Turismo «extremo» en el París de los Apaches

En todo París, hasta la llegada de la Primera Guerra Mundial, los apaches reinaron con una fiereza inusitada. Considerados como el «Ejército del Crimen» por la prensa y la policía, tuvieron en jaque a las autoridades y despertaron en los franceses y medio mundo una fascinación inaudita. Protagonizaron duros y multitudinarios choques con la policía, que crearon sus propias brigadas antiapache, en pleno centro y contaron con un arsenal de armas. Los apaches salían en la prensa y de ellos se decía que eran los reyes de la noche y el baile. El cine los catapultó a una fama que nunca buscaron. Pero llegó un momento en que se creó un fenómeno de imitación. A partir de la Primera Guerra Mundial, los primeros apaches han desaparecido de las calles, la mayoría muertos, huídos o encarcelados. Los bajos fondos imitan su estilo, pero también jóvenes acomodados. Son réplicas, copias menos dañinas.

Aquella espiral de atracción por el hampa y los bajos fondos produjo en París un negocio que hoy nos parece increíble e insólito: se crearon agencias de turismo que, por una módica cifra, te llevaban por la «noche apache». Se ofrecían como agencias que garantizaban una noche «junto al peligro», acudiendo a los barrios del hampón francés, las tabernas en penumbras y los callejones oscuros. Surgían las navajas y las pistolas.

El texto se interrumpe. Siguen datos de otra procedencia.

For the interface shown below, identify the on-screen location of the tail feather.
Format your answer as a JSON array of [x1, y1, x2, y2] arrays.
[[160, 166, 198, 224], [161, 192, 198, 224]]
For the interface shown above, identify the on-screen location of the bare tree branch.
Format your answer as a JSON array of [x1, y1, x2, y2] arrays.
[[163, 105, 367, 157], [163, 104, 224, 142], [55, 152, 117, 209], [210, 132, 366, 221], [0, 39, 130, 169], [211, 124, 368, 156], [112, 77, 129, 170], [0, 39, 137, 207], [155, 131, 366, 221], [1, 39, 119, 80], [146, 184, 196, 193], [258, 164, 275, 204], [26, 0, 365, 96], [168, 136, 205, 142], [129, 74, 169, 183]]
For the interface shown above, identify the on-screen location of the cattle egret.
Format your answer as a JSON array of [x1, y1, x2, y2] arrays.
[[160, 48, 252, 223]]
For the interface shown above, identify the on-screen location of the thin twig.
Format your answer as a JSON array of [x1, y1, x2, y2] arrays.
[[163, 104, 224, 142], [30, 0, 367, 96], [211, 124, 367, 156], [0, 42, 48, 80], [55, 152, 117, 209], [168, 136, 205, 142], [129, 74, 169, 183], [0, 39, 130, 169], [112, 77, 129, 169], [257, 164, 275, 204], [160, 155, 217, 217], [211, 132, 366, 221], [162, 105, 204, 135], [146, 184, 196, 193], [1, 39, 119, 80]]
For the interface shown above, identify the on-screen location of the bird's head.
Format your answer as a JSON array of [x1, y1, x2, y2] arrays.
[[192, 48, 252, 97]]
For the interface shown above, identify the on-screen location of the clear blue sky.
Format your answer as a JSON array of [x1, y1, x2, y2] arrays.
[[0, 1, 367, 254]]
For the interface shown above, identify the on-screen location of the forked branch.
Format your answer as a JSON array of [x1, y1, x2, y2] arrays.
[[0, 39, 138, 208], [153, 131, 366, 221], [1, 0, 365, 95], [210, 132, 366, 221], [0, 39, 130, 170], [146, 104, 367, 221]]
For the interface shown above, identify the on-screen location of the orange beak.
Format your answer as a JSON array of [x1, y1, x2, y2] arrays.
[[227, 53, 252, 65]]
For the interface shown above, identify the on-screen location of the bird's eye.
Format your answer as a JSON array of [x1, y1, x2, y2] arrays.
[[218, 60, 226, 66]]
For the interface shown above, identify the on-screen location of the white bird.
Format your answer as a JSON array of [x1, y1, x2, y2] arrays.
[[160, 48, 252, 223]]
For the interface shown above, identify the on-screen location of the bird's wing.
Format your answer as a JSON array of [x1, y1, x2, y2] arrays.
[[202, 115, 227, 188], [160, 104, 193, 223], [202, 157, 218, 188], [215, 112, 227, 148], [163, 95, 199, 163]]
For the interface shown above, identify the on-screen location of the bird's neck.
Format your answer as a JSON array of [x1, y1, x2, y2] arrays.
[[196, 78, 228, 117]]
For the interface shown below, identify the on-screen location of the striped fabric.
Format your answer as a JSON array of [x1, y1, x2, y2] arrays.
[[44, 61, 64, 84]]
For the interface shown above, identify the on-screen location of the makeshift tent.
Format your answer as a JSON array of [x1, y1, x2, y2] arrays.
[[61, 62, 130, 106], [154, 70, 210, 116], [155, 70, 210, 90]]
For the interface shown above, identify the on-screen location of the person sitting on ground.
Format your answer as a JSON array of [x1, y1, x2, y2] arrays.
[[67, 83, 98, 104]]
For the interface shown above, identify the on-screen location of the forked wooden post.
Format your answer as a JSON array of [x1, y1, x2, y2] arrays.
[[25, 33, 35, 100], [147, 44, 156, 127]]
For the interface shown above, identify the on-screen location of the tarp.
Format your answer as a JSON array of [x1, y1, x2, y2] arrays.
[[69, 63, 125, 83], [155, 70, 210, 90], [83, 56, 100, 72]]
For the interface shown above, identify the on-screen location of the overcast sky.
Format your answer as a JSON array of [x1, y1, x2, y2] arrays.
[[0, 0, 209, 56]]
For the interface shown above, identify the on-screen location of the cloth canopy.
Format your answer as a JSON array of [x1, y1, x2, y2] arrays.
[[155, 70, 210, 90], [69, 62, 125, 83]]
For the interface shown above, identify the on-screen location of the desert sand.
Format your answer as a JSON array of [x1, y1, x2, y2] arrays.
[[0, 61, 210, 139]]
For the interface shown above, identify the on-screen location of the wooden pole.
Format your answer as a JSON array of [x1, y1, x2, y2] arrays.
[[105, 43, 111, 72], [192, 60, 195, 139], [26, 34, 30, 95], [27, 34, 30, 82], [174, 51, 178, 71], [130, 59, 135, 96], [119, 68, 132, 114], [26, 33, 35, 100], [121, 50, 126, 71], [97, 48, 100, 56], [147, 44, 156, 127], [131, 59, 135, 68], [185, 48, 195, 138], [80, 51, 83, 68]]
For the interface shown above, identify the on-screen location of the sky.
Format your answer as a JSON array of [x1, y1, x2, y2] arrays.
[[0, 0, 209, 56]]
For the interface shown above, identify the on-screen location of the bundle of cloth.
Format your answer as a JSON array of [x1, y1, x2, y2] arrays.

En España, este nuevo negocio apareció recogido en el periódico Nuevo Mundo en un artículo publicado el 3 de febrero de 1932 bajo el llamativo título de «Apaches ful y ¡turismo ingenuo! Cómo se explota en París la candidez del viajero».

Una artista llamada Camila Ixo demandó a una de estas agencias por incumplimiento de contrato. «Las tales agencias —afirmaba la noticia— prometen a su clientela eventual, en sugestivos prospectos, hacerle conocer la sórdida vida nocturna de la capital, sin excluir los escondrijos del hampa en las tenebrosas catacumbas donde raras veces se aventura la policía en sus cotidianas razzias en busca de apaches, heroínas del arroyo y maleantes de toda laya».

Al caer la noche, no paraban de llegar coches de burgueses a los peores barrios de la ciudad: «Al filo de media noche, los monstruosos autocars abarrotados de tipos pintorescos, rumbo a los bajos fondos de la urbe. Lo que no se sabía, y ahora se ha sabido, es que las repugnantes escenas de vicio, depravación y miseria que presenciaban, las luchas de apaches y de prostitutas en el hediondo cobijo de una taberna subterránea mal alumbrada por lámparas de petróleo, no eran otra cosa que pura farsa».

Las agencias contrataron actores y actrices que, como la demandante Camila Ixo, representaban escenas de altercados y violencia. Incluso habían policías convertidos en actores que en el momento oportuno hacían su aparición y los turistas/espectadores lograban huir por la puerta trasera. «Lo dramático y lo trágico no era lo que se contemplaba en la visita turística, reglamentariamente interrumpida en el momento oportuno por varios policías. Lo espeluznante del sensacional espectáculo organizado para proporcionar un escalofrío de horror a la gregaria comitiva [...] ninfas del arroyo, asesinos, policías y coro general, a los que se remuneraba con jornales irrisorios».

El papel de Camila Ixo era exigente y debía ser muy bien interpretado. Ixo hacía de «leona del Barrio Mouffetard», que comprendía las «danzas obscenas, sola o con pareja, una escena de embriaguez y una riña con el apache jefe de la banda».

Además, según afirmó Ixo, los vestidos, que acaban convertidos en harapos por la agresividad de la interpretación, debían ser costeados por ellos mismos. Un desastre. La cuenta, simplemente, no salía.